For a little girl's room, she created a "Secret Garden" atmosphere, using the headboard of the bed like an arbor.
"People find stuff they love and you just go off on their ideas," says Goggans.
Not scared of color
Anyone visiting Goggans' Danville home will guess that she's not scared of color. She has lime green walls in her entry hall and pale blue ceilings. Her youngest son, Stephen, calls it Key Lime Pie.
"It just reminds me of Key West," she says.
In the bathroom off the master bedroom, she painted parrots in a jungle. They are behind ornamental iron that came from fencing, she says.
Despite her success at decorating, Goggans says she hadn't done much outside her own home until recently. She says it makes her nervous, but at the insistence of her friends, she branched out.
Goggans first exhibit came at the 2004 Great American Brass Band Festival when local artists had their work at the Heart of Danville's Antique Show. To her surprise, her artist friend, Paul Sirimongkhon, volunteered her to have a display.
"It came out that I was exhibiting. I about had a heart attack."
Goggans rose to the occasion and even sold a few of her works. A Danville woman bought her Manhattan painting of a martini with the New York City skyline in the background. One person even wanted to buy her sign, a large martini glass with Loritini written over it.

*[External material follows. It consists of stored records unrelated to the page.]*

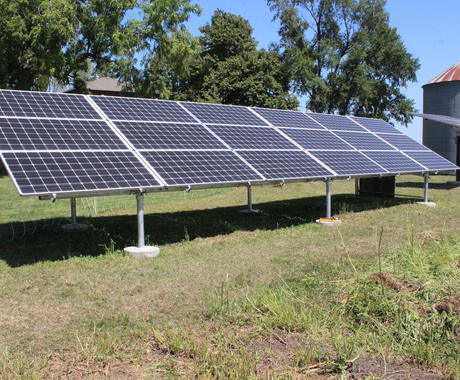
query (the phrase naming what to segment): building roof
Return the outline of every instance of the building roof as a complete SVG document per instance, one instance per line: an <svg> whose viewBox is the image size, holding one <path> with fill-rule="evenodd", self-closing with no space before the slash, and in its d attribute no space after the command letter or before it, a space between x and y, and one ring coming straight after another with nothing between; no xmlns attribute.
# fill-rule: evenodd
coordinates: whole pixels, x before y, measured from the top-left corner
<svg viewBox="0 0 460 380"><path fill-rule="evenodd" d="M426 120L436 121L451 127L460 127L460 119L452 116L432 115L428 113L413 113L412 115L421 117Z"/></svg>
<svg viewBox="0 0 460 380"><path fill-rule="evenodd" d="M100 77L86 82L86 87L88 87L89 90L120 92L123 88L123 83L118 82L117 79Z"/></svg>
<svg viewBox="0 0 460 380"><path fill-rule="evenodd" d="M447 70L444 70L441 74L435 76L425 85L440 82L453 82L457 80L460 80L460 61L458 61L455 65L449 67Z"/></svg>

On Friday, she had her second show during the gallery hop, sponsored by the Danville-Boyle County Arts Commission. Her oldest son, Joseph, and she shared the Three Babes and a Monkey location where Goggans painted the murals on the walls for her friends who own the business. She also works there a couple of days a week.
Graphic arts major
A graphics art major in college, Goggans didn't limit herself to martini themes. She has a line of inspirational paintings that have a word, such as Believe or Laughter painted on them with bright geometric backgrounds and beads.
"It's my happy period, and my chaotic period."
She got the idea for using beads from her husband, Mark, who relaxes at night by making beaded necklaces.
"I wake up in the middle of the night and think of this stuff. ... I thought, 'I can put beads on my paintings because you frame them without glass because they're acrylic.'"
Goggans also knows about framing because she works one day a week at Maple Tree Gallery. Her connections there work out well because she started making martini lamps. She buys fabric, attaches it to the lamp shade, and adds beads, including specially-made olive ones by Sharon Duncan.
A co-worker at Maple Tree, Charles Porterfield, does the wiring with martini shakers for the base. One talent that Goggans put to work at this job is when people bring in antique lamps that have a broken base or shade. Often, the lamps have flowers on one part and she will paint a new shade to match.
Although some people might shy away from the frantic pace that Goggans has set for herself, the petite blond thrives on it. Whether she's flipping through magazines looking for ideas or picking out ribbons to deck the halls, she prefers to stay active.
"I cannot sit still," she says, noting that only when she's painting does she allow herself to relax.